Alla fine, la visita istituzionale della Regione alla nuova casa di comunità di Terni, finanziata coi fondi Pnrr per un investimento di 4,3 milioni di euro e in funzione da qualche settimana, è diventata quasi il sottoclou di una mattinata dominata dal gelo istituzionale fra la presidente Proietti e il sindaco Bandecchi.
Una inaugurazione tardiva, ma che comunque è servita per fare il punto su cosa offrirà la nuova struttura di viale Trento, che ha portato anche al recupero di due palazzine ex Sim Infanzia.
La struttura, che non è entrata ancora a pieno regime nonostante sia operativa (ci vorranno probabilmente sei mesi), rientra nella programmazione del Distretto sanitario di Terni ell’Azienda Usl Umbria 2 ed è destinata a diventare il principale punto di riferimento sanitario per un bacino di utenza stimato in circa 134mila abitanti, comprendente l’intero comprensorio del Comune di Terni e le aree limitrofe.
Cosa c’è nella struttura
L’obiettivo della struttura, attiva 24 ore su 24 per sette giorni su sette, è superare la storica frammentazione degli ambulatori cittadini, offrendo ai cittadini un luogo unico, accogliente e facilmente riconoscibile.

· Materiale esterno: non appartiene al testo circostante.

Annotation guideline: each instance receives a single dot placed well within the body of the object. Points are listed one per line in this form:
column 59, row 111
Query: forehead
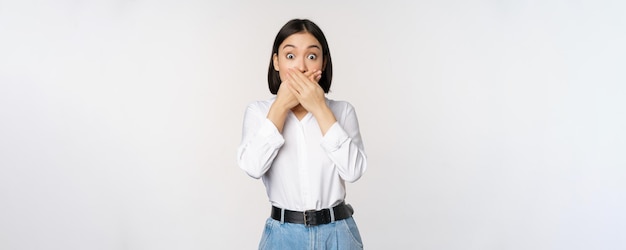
column 301, row 40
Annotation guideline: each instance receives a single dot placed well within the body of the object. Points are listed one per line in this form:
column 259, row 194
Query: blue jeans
column 338, row 235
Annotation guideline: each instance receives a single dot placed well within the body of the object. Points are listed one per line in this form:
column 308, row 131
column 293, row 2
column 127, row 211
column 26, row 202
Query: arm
column 344, row 146
column 260, row 142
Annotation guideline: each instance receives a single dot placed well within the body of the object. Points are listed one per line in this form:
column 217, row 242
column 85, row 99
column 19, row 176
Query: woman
column 304, row 146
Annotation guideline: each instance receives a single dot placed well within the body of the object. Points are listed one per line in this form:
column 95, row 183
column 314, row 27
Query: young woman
column 304, row 146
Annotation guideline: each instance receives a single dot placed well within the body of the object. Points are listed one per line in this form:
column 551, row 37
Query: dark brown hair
column 296, row 26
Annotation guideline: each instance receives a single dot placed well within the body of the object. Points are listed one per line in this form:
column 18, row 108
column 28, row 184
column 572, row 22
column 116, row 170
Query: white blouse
column 302, row 169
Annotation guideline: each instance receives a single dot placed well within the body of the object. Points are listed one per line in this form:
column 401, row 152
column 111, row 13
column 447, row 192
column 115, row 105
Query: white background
column 488, row 124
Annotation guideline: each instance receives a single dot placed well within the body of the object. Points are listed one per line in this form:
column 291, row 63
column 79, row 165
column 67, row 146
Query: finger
column 303, row 80
column 293, row 90
column 316, row 76
column 296, row 78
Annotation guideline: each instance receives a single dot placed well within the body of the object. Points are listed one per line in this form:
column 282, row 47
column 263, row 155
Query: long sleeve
column 344, row 146
column 260, row 142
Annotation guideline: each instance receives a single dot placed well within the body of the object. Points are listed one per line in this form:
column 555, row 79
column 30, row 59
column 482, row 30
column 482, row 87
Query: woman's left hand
column 307, row 90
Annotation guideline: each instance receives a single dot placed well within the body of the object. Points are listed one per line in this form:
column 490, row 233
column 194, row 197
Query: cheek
column 283, row 75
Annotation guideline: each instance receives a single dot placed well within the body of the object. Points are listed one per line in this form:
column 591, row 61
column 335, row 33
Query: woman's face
column 300, row 51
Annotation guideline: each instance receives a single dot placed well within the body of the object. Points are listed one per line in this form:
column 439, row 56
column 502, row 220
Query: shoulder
column 341, row 109
column 337, row 105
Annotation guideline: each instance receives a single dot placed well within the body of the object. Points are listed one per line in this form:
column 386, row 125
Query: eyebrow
column 310, row 46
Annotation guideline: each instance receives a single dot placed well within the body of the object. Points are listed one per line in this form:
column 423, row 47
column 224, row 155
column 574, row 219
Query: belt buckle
column 306, row 217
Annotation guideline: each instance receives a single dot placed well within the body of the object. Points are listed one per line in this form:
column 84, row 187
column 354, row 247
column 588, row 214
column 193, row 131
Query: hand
column 285, row 97
column 305, row 88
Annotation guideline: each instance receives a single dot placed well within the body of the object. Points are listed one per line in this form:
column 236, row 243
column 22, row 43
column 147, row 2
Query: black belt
column 314, row 217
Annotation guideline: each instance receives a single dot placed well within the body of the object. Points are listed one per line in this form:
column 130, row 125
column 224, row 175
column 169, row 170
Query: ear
column 275, row 61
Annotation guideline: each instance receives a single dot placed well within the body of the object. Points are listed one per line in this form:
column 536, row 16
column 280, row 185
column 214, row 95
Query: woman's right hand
column 285, row 97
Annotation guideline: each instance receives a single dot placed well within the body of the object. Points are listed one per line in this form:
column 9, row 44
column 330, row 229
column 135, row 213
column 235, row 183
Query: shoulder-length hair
column 296, row 26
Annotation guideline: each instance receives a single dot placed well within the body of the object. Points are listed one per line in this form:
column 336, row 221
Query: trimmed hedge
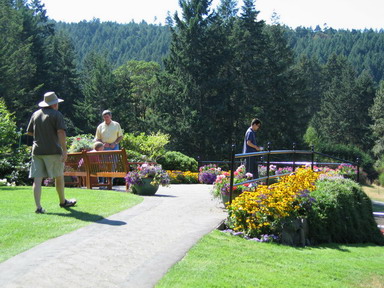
column 350, row 153
column 342, row 213
column 173, row 160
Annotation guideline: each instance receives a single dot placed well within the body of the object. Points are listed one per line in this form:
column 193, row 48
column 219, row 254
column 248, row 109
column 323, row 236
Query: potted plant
column 146, row 179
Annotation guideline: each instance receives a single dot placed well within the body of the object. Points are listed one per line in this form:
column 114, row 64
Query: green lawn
column 21, row 228
column 221, row 260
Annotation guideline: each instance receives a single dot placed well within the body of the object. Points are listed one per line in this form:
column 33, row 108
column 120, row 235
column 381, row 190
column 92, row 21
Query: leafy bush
column 8, row 130
column 342, row 213
column 152, row 146
column 222, row 183
column 381, row 179
column 349, row 153
column 15, row 166
column 173, row 160
column 80, row 142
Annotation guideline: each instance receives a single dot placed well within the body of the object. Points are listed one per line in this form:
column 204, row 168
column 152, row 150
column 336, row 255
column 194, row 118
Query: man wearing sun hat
column 109, row 132
column 49, row 150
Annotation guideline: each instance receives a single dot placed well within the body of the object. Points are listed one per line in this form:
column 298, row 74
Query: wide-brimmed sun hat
column 50, row 98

Nella nuova sede sono confluite tutte le attività prima distribuite in diverse zone della città: le prestazioni del Centro di Salute Ferriera di via Giovanni XXIII, il servizio di Continuità Assistenziale (ex Guardia Medica) prima collocato al parco “Le Grazie”, le Aggregazioni Funzionali Territoriali 3 e 4 (in precedenza tra viale Trento e via Annio Floriano) e alcuni servizi specialistici prima ospitati nella sede centrale di viale Bramante.

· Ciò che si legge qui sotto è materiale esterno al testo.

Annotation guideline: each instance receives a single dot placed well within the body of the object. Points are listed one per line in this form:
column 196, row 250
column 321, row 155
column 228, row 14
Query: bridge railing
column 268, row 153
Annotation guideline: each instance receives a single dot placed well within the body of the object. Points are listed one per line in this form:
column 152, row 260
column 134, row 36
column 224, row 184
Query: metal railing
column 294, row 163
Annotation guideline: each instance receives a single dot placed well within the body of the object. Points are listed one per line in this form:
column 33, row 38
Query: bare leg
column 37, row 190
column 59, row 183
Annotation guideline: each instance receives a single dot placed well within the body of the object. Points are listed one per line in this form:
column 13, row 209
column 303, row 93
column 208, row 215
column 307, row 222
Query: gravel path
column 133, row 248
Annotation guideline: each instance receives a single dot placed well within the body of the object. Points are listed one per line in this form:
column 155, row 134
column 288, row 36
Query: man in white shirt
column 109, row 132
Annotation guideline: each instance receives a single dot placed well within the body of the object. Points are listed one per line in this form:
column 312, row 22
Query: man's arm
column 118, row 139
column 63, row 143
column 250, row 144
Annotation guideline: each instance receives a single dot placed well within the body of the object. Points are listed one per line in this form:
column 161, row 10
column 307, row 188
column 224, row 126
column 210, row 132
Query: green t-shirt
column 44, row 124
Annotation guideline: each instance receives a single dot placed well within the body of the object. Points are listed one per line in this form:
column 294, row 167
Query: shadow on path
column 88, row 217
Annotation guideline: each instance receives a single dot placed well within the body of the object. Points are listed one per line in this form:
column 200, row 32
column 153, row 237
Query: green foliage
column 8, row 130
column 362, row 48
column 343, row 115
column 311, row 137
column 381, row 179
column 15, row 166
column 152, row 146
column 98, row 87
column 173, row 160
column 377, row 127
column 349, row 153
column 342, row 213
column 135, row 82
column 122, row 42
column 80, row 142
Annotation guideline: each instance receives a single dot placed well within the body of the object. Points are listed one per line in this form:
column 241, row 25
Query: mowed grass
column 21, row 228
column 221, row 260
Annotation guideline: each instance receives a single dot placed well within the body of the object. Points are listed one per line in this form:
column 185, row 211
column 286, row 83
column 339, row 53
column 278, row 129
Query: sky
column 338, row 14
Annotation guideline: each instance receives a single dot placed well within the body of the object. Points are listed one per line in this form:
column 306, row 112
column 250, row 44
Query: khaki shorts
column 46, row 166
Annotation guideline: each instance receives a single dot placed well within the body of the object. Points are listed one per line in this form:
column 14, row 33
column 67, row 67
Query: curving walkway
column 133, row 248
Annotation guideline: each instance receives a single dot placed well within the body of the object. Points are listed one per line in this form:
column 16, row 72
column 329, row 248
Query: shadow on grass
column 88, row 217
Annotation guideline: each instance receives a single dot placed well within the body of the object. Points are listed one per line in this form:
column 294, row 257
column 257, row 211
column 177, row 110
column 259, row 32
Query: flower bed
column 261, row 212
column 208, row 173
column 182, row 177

All’interno di un unico edificio operano équipe multiprofessionali composte da medici di medicina generale, pediatri di libera scelta, medici specialisti, infermieri e assistenti sociali, con l’obiettivo di eliminare per i cittadini la necessità di spostarsi tra uffici e servizi diversi. Il paziente, in particolare se anziano, disabile o affetto da patologie croniche, viene così accompagnato in un percorso di cura personalizzato e integrato, che unisce assistenza clinica, supporto sociale e sostegno alla famiglia.
Alla visita istituzionale hanno preso parte, tra gli altri, il sindaco di Terni e presidente della Provincia Stefano Bandecchi (che però se n’è andato a metà visita, infastidito) la direttrice Salute e Welfare della Regione Umbria Daniela Donetti, l’assessore regionale Thomas De Luca, i consiglieri regionali Maria Grazia Proietti, Eleonora Pace, Stefano Lisci e Francesco Filipponi, oltre a rappresentanti della Giunta e del Consiglio regionale dell’Umbria.

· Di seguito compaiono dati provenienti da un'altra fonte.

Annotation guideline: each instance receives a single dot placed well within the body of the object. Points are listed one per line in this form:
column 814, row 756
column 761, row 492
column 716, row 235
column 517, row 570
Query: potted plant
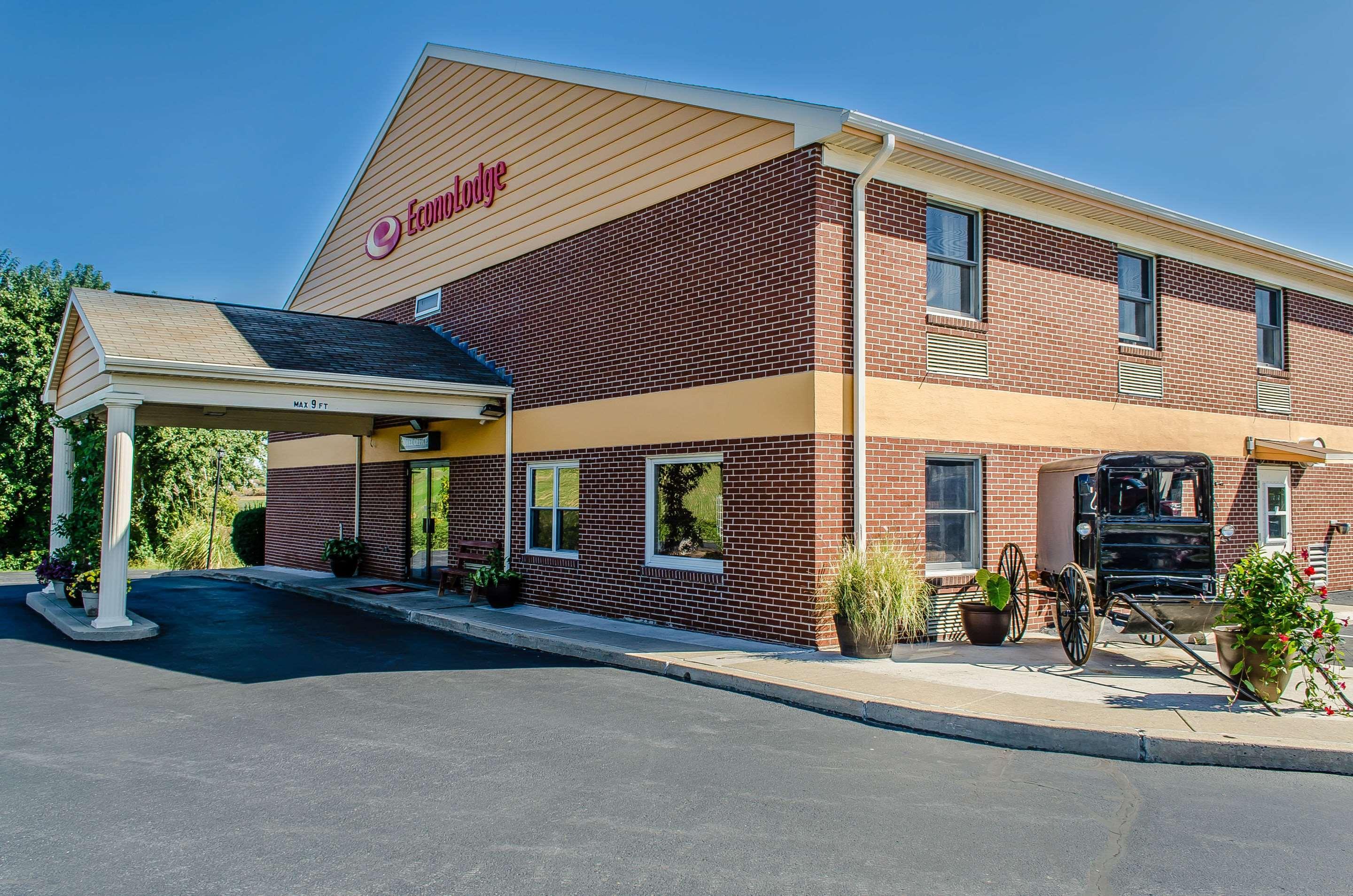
column 1276, row 622
column 501, row 588
column 988, row 622
column 344, row 556
column 53, row 570
column 876, row 595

Sulla stessa linea si è espresso il direttore generale dell’Azienda Usl Umbria 2, Roberto Noto, accompagnato dal direttore sanitario Alfredo Notargiacomo e dal direttore amministrativo Piero Carsili. Noto ha evidenziato l’impatto della struttura per un bacino di utenza di 135mila cittadini, definendo l’apertura della sede di viale Trieste “un’autentica integrazione sociosanitaria” resa possibile dall’abbattimento delle distanze professionali tra medici, infermieri di famiglia e assistenti sociali, chiamati a lavorare “finalmente in sinergia”. Il direttore generale ha inoltre precisato che il cittadino non deve più coordinare da solo le proprie cure né rincorrere impegnative e appuntamenti in diverse sedi della città, potendo contare su un’offerta che spazia dalla prevenzione alla diagnostica di base, dalle visite specialistiche all’assistenza domiciliare.